How it works
The Lexer
The lexer is the first stage of the pipeline. It reads raw source text one character at a time and produces a stream of tokens - the atoms from which the parser builds a program tree.
Input
str
raw source text
Output
List[Token]
ordered token stream
Source
lexer.py
256 lines
What is a lexer?
A lexer (also called a scanner or tokenizer) converts a flat string of characters into a structured sequence of tokens. The parser cannot work directly on raw text - it needs discrete, labeled units it can reason about grammatically.
Think of it like reading a sentence. Before you can parse "the cat sat on the mat" into subject-verb-object structure, your brain first groups the characters into words. The lexer does the same thing for source code.
What is a token?
A token is a small, labeled chunk of source text.
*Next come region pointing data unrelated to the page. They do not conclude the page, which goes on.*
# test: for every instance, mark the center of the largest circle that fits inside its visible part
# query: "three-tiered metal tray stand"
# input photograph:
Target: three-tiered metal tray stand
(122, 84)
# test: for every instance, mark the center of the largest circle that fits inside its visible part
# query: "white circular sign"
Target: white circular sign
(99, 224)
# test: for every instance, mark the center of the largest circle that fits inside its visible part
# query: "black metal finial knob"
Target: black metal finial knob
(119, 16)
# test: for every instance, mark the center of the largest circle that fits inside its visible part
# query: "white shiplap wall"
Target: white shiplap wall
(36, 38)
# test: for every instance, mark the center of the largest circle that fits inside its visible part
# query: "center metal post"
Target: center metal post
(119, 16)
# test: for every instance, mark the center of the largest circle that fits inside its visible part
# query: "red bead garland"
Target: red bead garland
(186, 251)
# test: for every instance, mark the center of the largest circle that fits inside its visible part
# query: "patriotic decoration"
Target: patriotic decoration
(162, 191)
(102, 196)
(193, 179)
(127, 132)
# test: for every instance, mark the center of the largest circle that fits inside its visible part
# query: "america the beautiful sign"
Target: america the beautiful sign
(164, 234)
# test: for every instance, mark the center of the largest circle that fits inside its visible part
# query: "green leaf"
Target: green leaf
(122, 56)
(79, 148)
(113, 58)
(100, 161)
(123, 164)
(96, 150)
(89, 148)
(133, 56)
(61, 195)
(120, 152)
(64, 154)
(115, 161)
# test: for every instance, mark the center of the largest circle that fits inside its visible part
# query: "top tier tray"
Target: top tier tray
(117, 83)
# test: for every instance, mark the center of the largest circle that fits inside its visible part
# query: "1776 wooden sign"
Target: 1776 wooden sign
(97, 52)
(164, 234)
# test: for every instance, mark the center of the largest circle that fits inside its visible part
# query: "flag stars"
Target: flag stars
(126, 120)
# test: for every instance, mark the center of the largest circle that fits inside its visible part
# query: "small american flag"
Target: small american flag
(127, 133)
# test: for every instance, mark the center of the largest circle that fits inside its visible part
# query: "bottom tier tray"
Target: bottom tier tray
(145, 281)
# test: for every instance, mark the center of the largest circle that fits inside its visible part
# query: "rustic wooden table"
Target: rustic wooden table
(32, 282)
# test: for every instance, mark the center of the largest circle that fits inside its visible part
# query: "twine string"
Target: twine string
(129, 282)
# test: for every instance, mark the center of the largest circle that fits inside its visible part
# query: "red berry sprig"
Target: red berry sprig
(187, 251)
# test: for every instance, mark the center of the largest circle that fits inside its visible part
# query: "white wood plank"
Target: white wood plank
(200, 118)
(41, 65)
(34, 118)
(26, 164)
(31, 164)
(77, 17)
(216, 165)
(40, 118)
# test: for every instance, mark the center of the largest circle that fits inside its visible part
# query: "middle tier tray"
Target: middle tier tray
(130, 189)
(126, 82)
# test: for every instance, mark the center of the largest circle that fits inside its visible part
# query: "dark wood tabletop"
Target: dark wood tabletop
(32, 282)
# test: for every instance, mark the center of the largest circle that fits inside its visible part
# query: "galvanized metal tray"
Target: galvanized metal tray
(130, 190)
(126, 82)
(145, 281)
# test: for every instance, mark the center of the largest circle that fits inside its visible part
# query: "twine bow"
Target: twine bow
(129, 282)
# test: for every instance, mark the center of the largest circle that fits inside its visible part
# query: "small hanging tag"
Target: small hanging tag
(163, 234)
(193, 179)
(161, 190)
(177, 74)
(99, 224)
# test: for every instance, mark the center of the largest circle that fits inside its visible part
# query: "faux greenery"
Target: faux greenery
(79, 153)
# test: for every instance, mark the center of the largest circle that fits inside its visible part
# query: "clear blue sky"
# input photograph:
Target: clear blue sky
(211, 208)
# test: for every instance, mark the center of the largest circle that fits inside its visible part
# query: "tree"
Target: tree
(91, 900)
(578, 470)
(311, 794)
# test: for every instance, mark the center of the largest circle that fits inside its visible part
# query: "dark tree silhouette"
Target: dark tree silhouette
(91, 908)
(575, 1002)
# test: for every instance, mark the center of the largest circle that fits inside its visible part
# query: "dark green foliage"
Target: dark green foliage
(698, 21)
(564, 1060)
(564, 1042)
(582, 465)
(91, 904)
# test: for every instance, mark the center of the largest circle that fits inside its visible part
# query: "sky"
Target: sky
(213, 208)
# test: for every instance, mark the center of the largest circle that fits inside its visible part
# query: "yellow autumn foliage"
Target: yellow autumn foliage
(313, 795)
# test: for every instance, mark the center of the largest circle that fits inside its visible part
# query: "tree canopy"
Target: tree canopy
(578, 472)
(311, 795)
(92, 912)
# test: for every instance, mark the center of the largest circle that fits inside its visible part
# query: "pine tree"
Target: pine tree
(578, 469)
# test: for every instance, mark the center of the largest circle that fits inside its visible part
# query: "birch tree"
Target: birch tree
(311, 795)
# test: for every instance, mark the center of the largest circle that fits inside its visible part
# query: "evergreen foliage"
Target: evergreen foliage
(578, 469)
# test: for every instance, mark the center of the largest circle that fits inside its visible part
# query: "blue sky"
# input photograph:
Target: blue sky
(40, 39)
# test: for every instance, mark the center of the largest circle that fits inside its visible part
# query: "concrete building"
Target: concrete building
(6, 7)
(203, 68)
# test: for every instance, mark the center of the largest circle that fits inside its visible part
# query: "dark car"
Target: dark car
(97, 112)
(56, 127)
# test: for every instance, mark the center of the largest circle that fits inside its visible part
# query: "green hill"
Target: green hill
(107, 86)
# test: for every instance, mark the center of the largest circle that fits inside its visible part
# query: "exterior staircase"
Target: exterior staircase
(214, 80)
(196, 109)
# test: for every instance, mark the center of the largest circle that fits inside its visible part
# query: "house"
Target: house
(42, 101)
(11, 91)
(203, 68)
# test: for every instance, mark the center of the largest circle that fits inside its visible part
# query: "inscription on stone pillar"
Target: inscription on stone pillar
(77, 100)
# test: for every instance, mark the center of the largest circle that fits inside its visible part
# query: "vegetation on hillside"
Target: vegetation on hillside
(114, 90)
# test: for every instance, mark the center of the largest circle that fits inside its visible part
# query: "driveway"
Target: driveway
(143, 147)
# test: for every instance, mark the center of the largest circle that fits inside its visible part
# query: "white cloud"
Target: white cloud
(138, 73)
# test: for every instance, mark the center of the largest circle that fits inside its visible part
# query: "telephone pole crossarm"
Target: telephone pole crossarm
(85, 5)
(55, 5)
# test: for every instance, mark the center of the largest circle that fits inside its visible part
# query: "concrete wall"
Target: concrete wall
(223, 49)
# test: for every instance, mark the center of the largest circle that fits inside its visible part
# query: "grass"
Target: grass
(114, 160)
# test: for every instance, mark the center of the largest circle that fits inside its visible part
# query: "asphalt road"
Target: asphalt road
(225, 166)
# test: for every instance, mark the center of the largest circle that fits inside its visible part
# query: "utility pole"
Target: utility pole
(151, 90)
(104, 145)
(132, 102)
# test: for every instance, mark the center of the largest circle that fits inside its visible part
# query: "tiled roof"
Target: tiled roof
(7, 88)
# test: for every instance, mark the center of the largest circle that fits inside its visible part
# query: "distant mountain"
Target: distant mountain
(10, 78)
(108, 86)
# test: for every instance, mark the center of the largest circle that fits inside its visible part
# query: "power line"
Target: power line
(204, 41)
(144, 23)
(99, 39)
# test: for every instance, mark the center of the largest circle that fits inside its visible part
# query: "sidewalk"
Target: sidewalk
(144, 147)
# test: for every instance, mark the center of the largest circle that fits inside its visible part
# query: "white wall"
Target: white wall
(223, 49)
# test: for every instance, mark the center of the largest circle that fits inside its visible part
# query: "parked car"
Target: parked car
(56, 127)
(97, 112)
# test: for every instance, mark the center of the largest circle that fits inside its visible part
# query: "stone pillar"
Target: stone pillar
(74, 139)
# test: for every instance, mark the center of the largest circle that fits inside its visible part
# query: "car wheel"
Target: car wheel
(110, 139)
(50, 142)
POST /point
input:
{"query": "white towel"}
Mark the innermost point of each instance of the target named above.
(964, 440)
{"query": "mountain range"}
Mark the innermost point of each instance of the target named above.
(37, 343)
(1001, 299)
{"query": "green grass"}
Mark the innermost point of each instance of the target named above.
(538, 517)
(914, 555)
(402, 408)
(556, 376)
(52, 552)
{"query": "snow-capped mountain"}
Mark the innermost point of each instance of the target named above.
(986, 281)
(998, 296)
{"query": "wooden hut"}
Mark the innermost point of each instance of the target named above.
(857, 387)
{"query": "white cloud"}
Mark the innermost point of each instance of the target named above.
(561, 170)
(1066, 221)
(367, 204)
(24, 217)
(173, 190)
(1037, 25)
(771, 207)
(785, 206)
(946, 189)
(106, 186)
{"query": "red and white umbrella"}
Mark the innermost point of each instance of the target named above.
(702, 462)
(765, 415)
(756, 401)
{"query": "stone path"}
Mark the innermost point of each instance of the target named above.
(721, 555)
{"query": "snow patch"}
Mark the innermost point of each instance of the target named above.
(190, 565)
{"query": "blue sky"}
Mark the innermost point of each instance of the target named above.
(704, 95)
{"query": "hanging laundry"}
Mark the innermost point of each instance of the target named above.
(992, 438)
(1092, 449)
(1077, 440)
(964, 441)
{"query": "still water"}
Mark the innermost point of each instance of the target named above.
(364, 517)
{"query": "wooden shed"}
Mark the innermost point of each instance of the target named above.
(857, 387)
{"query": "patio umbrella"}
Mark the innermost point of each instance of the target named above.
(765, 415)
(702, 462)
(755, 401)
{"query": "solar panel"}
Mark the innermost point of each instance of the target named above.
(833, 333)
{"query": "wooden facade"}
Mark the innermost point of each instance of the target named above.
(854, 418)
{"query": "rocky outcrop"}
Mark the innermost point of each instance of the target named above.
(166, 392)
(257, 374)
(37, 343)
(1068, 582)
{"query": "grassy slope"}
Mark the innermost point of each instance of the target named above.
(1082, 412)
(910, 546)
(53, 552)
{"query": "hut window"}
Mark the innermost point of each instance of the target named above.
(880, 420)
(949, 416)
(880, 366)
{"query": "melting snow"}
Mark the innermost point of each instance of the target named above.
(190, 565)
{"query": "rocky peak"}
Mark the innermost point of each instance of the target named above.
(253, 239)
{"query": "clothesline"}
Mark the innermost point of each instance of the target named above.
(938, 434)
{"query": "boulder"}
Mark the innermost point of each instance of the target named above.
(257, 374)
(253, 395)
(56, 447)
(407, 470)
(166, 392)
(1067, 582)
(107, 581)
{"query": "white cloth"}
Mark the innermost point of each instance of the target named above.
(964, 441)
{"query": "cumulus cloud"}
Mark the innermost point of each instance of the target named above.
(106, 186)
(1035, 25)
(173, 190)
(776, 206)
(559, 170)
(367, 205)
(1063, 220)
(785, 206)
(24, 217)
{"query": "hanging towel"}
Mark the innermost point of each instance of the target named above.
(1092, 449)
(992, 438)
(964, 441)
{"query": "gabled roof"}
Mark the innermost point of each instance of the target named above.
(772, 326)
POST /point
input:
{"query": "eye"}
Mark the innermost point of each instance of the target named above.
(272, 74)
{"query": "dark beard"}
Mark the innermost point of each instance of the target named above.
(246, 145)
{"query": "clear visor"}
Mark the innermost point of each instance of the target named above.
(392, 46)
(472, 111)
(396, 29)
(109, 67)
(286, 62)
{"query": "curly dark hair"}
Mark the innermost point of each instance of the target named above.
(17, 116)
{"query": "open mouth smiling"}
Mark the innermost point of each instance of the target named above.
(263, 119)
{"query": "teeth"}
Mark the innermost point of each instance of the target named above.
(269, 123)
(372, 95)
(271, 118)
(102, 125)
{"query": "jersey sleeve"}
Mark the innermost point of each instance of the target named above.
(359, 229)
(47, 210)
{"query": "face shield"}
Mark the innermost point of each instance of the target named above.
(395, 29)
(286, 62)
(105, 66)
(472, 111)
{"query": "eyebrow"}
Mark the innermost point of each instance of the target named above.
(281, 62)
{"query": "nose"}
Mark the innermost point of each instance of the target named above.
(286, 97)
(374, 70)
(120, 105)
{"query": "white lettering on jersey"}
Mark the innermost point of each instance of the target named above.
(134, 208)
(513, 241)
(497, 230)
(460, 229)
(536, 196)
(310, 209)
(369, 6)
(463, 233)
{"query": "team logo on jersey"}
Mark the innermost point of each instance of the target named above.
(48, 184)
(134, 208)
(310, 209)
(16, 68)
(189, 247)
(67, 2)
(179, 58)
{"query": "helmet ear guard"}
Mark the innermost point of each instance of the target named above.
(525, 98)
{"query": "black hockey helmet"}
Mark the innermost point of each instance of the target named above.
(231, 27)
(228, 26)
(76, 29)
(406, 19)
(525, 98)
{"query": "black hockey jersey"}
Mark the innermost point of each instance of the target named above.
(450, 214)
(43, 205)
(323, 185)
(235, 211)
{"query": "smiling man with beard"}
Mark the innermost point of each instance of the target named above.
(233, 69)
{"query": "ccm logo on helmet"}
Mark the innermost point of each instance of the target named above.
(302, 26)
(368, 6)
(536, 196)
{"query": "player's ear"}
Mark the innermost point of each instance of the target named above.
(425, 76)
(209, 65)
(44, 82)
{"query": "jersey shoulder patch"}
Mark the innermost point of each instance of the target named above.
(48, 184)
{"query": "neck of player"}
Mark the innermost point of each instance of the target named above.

In kemlang-py, every token carries four pieces of information:
@dataclass
class Token:
type: TokenType # what kind of thing this is
lexeme: str # the exact source text e.g. "bhai bol"
line: int # 1-indexed line number in the source file
col: int # 0-indexed column offset on that line
literal: Any = None # parsed value for strings/numbersThe type field is a TokenTypeenum member. There are 36 token types total in kemlang-py: 16 keyword types, 5 literal types, 11 operator types, 4 delimiter types, and EOF.
How the scanning loop works
The lexer maintains a cursor (self.current) that advances through the source string. On each iteration of the main loop, it calls scan_token(), which reads the character at the cursor, decides what kind of token starts here, and advances the cursor past it.
def tokenize(self) -> list[Token]:
while not self.is_at_end():
self.start = self.current # mark start of next token
self.scan_token() # consume chars, emit token
self.tokens.append(Token(TokenType.EOF, "", self.line, self.col))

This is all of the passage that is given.